In the heat of the discussion over my camera, L tossed out that I had no life of my own to write about so I used pictures of my kids and wrote about my kids. And someone, maybe it was my husband, said that "well, when you're a mom the kids ARE your life". This remark shot right to the heart of it for me and has smoldered in me for weeks.
I came home and did a review of my blog-which mostly has pictures of my kids plastered all over it. Even my personal struggles centered around my kids and what they are doing. The one thing I was doing for me, the 365 picture a day, has fallen by the wayside due to circumstances with one of my kids.
What the heck.
I saw the movie Marty the other night on TCM. It's the story of a 34 year old bachelor that lives with his widowed mother. He at long last meets a woman and falls in love. In the meantime, his widowed aunt, who is living with her son and his wife and baby, is tossed out of their home for being difficult. She comes to live with Marty's mother and they have a conversation about what's going to happen if Marty gets married. The aunt says something like: I'm 56 years old. I have a lot of life left to give; strong hands to cook and to clean and all I have left are empty rooms. Nobody wants me. What's a mother without children to love?

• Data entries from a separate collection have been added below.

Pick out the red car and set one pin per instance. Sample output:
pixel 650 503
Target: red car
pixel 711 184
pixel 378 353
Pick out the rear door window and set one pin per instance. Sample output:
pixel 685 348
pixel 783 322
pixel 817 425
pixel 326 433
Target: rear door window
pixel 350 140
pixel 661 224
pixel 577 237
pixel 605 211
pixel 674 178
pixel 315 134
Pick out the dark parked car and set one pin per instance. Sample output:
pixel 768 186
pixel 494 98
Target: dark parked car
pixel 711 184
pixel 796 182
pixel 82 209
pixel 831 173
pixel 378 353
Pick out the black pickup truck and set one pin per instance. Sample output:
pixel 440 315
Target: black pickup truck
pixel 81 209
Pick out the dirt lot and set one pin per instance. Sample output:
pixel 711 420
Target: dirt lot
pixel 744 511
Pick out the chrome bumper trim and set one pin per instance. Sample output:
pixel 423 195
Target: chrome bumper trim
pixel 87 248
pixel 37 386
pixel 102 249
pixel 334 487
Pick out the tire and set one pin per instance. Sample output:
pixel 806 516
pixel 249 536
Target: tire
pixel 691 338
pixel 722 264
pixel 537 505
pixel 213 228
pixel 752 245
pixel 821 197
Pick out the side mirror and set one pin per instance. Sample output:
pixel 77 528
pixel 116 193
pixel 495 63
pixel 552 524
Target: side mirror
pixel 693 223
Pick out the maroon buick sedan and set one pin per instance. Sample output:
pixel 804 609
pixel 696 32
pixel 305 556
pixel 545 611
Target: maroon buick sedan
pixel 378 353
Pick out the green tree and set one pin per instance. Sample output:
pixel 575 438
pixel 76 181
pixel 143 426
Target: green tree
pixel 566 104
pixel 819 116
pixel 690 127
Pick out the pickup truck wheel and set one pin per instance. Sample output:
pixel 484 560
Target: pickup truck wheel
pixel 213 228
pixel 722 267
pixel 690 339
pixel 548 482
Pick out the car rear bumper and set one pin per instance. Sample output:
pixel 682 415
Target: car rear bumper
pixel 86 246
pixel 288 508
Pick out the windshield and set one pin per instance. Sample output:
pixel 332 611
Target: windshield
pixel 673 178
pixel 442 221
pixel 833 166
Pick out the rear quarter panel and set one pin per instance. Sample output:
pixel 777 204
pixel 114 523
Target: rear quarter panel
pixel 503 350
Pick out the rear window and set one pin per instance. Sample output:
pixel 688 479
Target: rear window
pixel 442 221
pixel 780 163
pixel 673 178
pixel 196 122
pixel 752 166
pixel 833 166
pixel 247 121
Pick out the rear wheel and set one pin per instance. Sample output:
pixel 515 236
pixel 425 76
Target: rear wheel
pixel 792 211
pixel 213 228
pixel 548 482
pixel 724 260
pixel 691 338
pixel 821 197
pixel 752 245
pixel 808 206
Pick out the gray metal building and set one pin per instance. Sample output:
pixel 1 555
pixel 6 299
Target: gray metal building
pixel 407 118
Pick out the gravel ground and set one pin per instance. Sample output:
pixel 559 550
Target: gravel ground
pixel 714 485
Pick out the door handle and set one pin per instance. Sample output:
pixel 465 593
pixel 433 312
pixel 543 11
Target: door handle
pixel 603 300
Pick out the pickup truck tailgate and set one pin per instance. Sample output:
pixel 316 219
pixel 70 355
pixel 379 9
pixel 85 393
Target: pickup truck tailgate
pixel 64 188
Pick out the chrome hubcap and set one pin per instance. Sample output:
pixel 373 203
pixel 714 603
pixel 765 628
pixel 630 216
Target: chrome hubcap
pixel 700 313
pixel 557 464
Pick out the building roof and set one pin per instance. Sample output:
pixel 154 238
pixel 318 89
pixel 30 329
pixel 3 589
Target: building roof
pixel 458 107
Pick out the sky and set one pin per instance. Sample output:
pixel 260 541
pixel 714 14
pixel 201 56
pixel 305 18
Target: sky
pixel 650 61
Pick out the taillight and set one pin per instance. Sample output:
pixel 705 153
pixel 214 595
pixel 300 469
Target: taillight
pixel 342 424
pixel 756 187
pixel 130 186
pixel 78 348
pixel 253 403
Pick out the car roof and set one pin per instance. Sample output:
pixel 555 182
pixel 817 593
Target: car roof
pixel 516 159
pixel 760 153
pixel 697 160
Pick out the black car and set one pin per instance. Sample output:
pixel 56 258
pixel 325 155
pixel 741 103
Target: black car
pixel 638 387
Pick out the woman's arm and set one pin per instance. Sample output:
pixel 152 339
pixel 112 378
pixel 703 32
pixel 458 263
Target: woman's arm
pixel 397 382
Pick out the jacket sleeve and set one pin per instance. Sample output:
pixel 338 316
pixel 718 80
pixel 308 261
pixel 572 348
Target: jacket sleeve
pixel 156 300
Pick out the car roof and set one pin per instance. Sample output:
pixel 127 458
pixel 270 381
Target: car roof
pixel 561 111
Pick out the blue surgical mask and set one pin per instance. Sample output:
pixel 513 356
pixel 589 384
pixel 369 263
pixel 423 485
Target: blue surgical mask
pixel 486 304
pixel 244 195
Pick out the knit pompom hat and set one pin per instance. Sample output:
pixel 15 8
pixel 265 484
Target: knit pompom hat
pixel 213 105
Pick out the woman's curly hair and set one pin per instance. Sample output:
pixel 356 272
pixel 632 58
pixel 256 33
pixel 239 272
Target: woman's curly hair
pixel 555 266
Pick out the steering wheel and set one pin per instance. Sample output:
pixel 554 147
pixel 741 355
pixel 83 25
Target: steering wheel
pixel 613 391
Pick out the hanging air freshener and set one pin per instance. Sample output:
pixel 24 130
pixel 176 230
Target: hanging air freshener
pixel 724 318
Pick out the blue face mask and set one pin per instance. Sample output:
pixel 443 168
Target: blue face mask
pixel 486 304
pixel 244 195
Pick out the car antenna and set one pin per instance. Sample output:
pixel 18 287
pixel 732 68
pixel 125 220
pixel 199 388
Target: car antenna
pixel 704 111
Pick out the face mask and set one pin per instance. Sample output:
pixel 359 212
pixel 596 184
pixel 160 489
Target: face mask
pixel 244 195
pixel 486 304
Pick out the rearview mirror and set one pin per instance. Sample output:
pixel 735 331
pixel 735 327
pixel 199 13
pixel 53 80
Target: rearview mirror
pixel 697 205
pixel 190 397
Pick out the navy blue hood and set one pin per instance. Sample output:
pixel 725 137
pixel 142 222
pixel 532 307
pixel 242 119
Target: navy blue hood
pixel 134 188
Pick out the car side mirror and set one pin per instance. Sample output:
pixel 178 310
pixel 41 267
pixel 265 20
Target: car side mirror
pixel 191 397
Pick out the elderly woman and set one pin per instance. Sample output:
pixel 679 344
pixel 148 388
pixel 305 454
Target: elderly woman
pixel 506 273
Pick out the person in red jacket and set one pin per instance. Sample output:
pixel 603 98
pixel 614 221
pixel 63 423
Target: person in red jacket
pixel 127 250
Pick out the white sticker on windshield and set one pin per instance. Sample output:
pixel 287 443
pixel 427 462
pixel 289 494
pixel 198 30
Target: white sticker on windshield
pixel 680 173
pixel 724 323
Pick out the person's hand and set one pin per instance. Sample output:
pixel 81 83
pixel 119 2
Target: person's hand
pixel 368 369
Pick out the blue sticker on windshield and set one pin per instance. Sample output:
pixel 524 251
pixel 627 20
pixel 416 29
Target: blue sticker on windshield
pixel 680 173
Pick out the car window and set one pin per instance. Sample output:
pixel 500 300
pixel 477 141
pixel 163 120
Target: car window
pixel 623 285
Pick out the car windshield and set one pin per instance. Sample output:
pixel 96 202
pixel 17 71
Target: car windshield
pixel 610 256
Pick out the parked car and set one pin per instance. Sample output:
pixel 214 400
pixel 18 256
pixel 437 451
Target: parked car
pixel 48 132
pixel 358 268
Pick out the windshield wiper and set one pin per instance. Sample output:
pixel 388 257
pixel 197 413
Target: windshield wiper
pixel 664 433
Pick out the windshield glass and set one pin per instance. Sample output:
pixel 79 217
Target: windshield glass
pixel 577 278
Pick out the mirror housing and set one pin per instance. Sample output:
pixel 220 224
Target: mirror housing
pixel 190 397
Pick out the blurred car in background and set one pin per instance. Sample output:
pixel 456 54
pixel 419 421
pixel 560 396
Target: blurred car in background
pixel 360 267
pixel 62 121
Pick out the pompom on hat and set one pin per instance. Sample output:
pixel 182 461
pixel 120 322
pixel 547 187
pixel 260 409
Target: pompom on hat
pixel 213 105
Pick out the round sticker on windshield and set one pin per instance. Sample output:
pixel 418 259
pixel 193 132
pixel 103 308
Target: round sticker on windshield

When it's put like that, it's easy to see how pathetic it is, really, to view myself only as "a mother". Honestly, I didn't realize I was doing that. I think it must be somewhat easier for women who have held onto some part of themselves by working. Perhaps everyone in the family can see that she brings so much more to the family than just strong hands that cook and clean. Or maybe not. The temptation might always be to put your whole heart into your family neglecting to leave a little piece of it for yourself.
So, I have decided to look a little more at myself and what I'm doing and a little less of looking at my offspring and what they're doing. I have a lot of life left to live with strong hands that are dying to do ANYTHING else but cooking and cleaning.